New guidance and policies are only effective if there’s a mechanism to enforce them. In keeping with the National Digital Health Strategy (2019–2024), the blueprint established a TZHEA subcommittee to ensure the use and application of defined principles, standards, and guidelines within the health sector.

“The enterprise architecture will offer a big-picture view of the limitations and strengths of Tanzania’s health information systems. With this blueprint for change, we’ll be able to unlock the true potential of digital health.”
— Eden Tarimo, Digital Health Lead, Data Use Partnership, PATH
EA -TZHEA’s Architecture Development Framework_ Diagram

Tanzania’s Health Enterprise Architecture (TZHEA) is a systematic approach to charting digital solutions. It provides guidance on how health sector systems and tools should operate to support data-driven decision-making.

The solution

Tanzania’s Health Enterprise Architecture provides guidance on how health sector systems and tools should operate to support data-driven decision-making and improve quality of care. The blueprint identifies important interrelationships between Tanzania’s digital systems and aligns components of these systems to avoid fragmentation, duplication, and a lack of interoperability. The TZHEA can then be used to determine how to strengthen and optimize the country’s national digital health ecosystem, so that Tanzania’s many different ministries, departments, and donors are all working toward the same vision.
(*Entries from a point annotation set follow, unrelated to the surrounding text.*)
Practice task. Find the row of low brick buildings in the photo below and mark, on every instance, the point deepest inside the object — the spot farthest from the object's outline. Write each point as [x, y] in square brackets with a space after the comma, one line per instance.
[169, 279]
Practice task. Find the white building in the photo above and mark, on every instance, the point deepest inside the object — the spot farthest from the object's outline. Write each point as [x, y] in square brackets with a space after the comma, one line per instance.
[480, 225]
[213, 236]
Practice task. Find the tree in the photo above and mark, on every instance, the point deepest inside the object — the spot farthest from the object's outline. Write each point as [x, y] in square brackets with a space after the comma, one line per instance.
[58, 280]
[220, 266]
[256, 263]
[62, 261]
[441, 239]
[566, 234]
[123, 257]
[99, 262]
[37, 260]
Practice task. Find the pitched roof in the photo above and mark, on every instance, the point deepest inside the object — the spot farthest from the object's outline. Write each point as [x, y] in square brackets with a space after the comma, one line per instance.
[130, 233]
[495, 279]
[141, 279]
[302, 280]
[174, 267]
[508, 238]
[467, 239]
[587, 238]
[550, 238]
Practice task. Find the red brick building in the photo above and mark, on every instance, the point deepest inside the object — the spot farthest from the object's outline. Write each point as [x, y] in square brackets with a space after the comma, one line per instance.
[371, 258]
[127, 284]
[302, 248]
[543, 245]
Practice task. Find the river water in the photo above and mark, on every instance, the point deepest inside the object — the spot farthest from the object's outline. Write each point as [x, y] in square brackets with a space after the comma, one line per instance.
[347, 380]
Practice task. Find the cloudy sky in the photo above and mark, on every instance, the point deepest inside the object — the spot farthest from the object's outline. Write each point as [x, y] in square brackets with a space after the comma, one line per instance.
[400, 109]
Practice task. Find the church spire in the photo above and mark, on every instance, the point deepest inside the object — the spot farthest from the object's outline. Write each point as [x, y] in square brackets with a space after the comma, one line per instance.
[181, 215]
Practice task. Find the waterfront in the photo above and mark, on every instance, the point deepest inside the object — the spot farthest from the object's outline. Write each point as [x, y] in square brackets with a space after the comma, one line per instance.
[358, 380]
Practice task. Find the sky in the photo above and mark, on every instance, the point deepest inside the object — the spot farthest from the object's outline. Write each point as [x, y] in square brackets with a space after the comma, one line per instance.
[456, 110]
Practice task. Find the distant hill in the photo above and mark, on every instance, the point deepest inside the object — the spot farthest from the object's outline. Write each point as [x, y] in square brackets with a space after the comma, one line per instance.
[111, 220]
The impact of Tanzania’s Health Enterprise Architecture

The TZHEA will ensure the country’s digital health systems are all working together in concert. In the coming months, PATH and the government of Tanzania will use this blueprint to assess each digital solution to determine which are additive and which should be merged, phased out, or updated to contribute to the strongest possible digital health system.

The result will be a more sustainable and connected digital ecosystem, leading to data-informed health workers and more positive patient experiences. As one of the first countries in the world to apply the enterprise architecture approach to health information systems, Tanzania is paving the way for other governments interested in the innovation.